Numerous conceptual models incorporate some or all of these basic concepts (e.g., Bull, 1991, Simon and Rinaldi, 2006, Wohl, 2010 and Chin et al.,

in press): in this section, I focus on the basic concepts. Connectivity is used to describe multiple aspects of fluxes of matter, energy and organisms (Fig. 1). Hydrologic connectivity refers to the movement of water, such as down a hillslope in the surface and/or subsurface, from hillslopes into channels, or along a river network (Pringle, 2001 and Bracken and Croke, 2007). Sediment connectivity describes the movement or storage of sediment down hillslopes, into channels, along river networks, and Selleckchem CCI 779 so forth (Fryirs et al., 2007). River connectivity refers to water-mediated selleck compound fluxes within a river network (Ward, 1997). Biological connectivity describes the ability of organisms or plant propagules to disperse between suitable habitats or between isolated populations for breeding (Merriam, 1984). Landscape connectivity refers to the movement of water, sediment, or other materials between individual landforms (Brierley et al., 2006). Structural connectivity characterizes the extent

to which landscape units, which can range in scale from <1 m for bunchgrasses dispersed across exposed soil to the configuration of hillslopes and valley bottoms across thousands of meters, are physically linked to one another (Wainwright et al., 2011). Functional connectivity describes Carnitine dehydrogenase process-specific interactions between multiple structural characteristics, such as runoff and sediment moving downslope between the bunchgrasses and exposed soil patches (Wainwright et al., 2011).

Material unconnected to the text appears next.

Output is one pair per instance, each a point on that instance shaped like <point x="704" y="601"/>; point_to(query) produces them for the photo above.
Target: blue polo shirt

Any of these forms of connectivity can be described in terms of spatial extent, which partly depends on temporal variability. River connectivity, for example, fluctuates through time as discharge fluctuates, just as functional

connectivity along a hillslope fluctuates through time in response to precipitation (Wainwright et al., 2011). Connectivity can also be used to describe social components. The terms multidisciplinary, interdisciplinary, holistic, and integrative, as applied to research or management, all refer to disciplinary connectivity, or the ability to convey information originating in different scholarly disciplines, the incorporation of different disciplinary perspectives, and the recognition that critical zone processes transcend any particular scholarly discipline. Beyond the fact that the characteristics of connectivity critically influence process and form in the critical zone, the specifics of connectivity can be used to understand how past human manipulations have altered a particular landscape or ecosystem, and how future manipulations might be used to restore desired system traits. This approach is exemplified by the connectivity diagrams for rivers in Kondolf et al. (2006) (Fig. 2).